Evidence shows that incorporating eggs into a regular eating pattern is a beneficial adjunct to a healthy lifestyle. Nutrients found in eggs can play a role in supporting the total body from brain to eyes, to muscles and bones. Eggs have two important nutrients for cognitive health – lutein and choline. Choline is critical for brain development during pregnancy and infancy. Humans can produce small amounts of choline, however it must be consumed in the diet to prevent deficiency.5 Two large eggs supply more than half of the recommended intake of choline for pregnant women.6 Lutein and zeaxanthin, carotenoids abundant in egg yolks (252 mcg per large egg), is known to accumulate in the retina of the eyes and help prevent age-related macular degeneration, but recently science has shown that lutein accumulates in the brain, as well, and can help older adults to maintain sharp cognitive abilities6 and children perform better in school.7 With the rate of diabetes continuing to climb among Americans, eating eggs can be beneficial as they have high-quality protein, essential nutrients and no added sugar, plus eggs have been shown to help increase feelings of fullness, which may lead to eating less and potential weight loss. In a randomized control trial, people with type 2 diabetes were less hungry and satiated after eating two eggs per day.8 Additionally, the same trial reported no adverse changes in cardiometabolic risk factors with two eggs per day compared to a low egg diet.9

Ultimately, one food alone doesn’t predict an individual’s health outcomes as it’s the culmination of lifestyle factors such as dietary patterns, physical activity, as well as genetics, that affects the predisposition to chronic diseases like cardiovascular disease and type 2 diabetes.10 However, the synergy of optimal nutrients in eggs can help contribute to the disease prevention strategies inherent in lifestyle medicine to promote health and longevity.

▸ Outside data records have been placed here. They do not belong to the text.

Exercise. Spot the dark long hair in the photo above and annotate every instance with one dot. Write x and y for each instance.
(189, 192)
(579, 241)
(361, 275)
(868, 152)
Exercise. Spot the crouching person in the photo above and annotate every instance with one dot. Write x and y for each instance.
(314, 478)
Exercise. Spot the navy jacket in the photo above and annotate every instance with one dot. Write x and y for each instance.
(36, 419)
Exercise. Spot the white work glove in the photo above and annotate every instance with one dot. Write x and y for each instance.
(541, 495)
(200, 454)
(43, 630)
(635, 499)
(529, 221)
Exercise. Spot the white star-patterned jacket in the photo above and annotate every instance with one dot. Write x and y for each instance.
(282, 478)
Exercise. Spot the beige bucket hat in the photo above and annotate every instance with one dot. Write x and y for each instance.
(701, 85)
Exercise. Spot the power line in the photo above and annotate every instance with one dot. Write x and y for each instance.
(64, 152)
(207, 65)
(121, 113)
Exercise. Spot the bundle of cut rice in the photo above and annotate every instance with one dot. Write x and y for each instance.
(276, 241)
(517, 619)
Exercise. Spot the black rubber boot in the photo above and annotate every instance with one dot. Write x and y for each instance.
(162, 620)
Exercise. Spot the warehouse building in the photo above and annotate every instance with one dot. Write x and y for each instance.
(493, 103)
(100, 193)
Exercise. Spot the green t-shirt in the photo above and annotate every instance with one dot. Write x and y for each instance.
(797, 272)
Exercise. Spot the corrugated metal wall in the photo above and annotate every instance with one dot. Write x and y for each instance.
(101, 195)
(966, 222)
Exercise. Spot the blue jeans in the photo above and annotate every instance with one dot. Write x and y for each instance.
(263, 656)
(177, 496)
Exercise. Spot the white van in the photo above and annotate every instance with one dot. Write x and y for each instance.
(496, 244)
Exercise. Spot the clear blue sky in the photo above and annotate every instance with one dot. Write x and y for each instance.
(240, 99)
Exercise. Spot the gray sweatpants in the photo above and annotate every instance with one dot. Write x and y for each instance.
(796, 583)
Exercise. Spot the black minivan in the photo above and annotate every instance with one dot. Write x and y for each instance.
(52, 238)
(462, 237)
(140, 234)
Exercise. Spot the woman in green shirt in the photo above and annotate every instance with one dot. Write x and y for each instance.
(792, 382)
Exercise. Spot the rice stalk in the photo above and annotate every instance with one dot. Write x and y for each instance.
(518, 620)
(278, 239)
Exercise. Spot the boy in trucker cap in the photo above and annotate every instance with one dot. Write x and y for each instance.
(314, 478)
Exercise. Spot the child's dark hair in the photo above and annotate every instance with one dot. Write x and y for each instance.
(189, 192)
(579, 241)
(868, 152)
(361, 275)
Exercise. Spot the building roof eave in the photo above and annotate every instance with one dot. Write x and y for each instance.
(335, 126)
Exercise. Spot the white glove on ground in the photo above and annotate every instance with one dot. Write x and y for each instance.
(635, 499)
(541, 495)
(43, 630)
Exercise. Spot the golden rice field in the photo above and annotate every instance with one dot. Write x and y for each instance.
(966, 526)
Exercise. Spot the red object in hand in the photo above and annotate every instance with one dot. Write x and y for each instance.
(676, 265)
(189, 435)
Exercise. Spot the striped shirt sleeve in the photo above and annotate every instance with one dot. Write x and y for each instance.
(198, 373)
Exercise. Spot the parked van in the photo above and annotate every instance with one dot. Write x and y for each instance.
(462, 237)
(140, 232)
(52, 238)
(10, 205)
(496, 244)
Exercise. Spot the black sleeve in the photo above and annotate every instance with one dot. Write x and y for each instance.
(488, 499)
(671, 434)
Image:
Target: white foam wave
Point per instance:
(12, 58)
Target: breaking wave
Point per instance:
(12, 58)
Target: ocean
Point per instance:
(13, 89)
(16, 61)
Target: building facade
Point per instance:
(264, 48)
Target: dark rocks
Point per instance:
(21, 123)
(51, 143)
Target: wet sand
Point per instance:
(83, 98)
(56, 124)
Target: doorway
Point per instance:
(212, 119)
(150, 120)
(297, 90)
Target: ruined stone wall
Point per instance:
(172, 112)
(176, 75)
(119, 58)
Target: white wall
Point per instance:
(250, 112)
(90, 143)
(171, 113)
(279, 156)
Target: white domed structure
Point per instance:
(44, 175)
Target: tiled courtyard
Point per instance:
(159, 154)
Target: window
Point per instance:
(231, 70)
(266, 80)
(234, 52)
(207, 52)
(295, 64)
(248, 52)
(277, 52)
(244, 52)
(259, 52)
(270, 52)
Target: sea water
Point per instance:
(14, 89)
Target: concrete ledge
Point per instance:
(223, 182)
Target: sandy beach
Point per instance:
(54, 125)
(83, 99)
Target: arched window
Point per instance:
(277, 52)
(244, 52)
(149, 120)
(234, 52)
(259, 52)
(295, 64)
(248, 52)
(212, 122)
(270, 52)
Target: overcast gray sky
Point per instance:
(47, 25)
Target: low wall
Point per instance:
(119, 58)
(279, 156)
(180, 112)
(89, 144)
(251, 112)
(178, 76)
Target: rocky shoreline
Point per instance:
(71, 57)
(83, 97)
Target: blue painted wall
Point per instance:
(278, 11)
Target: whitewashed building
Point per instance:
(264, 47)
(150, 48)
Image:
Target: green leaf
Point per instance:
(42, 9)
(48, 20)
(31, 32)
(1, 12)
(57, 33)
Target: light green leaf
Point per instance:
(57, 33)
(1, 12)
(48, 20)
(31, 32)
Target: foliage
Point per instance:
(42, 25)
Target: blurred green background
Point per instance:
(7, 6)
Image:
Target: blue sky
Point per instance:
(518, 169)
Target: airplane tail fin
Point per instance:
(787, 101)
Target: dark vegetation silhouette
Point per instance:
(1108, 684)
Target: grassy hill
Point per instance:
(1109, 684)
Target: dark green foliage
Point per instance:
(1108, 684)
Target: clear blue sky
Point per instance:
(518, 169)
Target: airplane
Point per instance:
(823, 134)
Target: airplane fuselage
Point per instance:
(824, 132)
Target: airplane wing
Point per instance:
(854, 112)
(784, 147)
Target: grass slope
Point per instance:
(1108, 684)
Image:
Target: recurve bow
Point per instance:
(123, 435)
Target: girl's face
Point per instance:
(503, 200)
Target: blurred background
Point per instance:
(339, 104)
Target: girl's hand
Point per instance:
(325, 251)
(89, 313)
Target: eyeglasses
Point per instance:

Vicki Shanta Retelny, RDN, is a lifestyle nutrition expert, writer, speaker and culinary consultant. She is the author of two books, The Essential Guide to Healthy Healing Foods and Total Body Diet for Dummies. She lives to eat well with her husband, two children and their pet pug in Chicago, IL. Vicki blogs at Simple Cravings. Real Food.

References

1. Chopra M, et al. A global response to a global problem: the epidemic of overnutrition. Bull World Health Organ. 2002;80:952-958.

2. Bodai BI, et al. Lifestyle medicine: A brief review of its dramatic impact on health and survival. Perm J. 2018;22:17-025.

3. Kim JE, et al. Egg Consumption Increases Vitamin E Absorption from Co-Consumed Raw Mixed Vegetables in Healthy Young Men. J Nutr. 2016;146:2199-2205.

4. Kim JE, et al. Effects of egg consumption on carotenoid absorption from co-consumed, raw vegetables. Am J Clin Nutr. 2015;102:75-83.

5. Dietary Reference Intakes for Thiamin, Riboflavin, Niacin, Vitamin B6, Folate, Vitamin B12, Pantothenic Acid, Biotin, and Choline. (National Academy Press, 1998).

6. Ylilauri MPT, et al. Association of dietary cholesterol and egg intakes with the risk of incident dementia or Alzheimer disease: The Kuopio Ischemic Heart Disease Risk Factor Study. Am J Clin Nutr. 2016;105:476-484.

7. Barnett , SM, et al. Macular pigment optical density is positively associated with academic performance among preadolescent children. Nutr Neurosci. 2018;21(9):632-640.

8. Fuller NR, et al. The effect of a high-egg diet on cardiovascular risk factors in people with type 2 diabetes: the Diabetes and Egg (DIABEGG) study – a 3-mo randomized controlled trial. 2015;101:705-13.

9. Fuller NR, et al. Eff ect of a high-egg diet on cardiometabolic risk factors in people with type 2 diabetes: the Diabetes and Egg (DIABEGG) Study randomized weight-loss and follow-up phase. 2018; 107(6):921-931.

10. Geiker NRW, et al. Egg consumpti on, cardiovascular diseases and type 2 diabetes. Eur J Clin Nutr. 2018;72:44-56.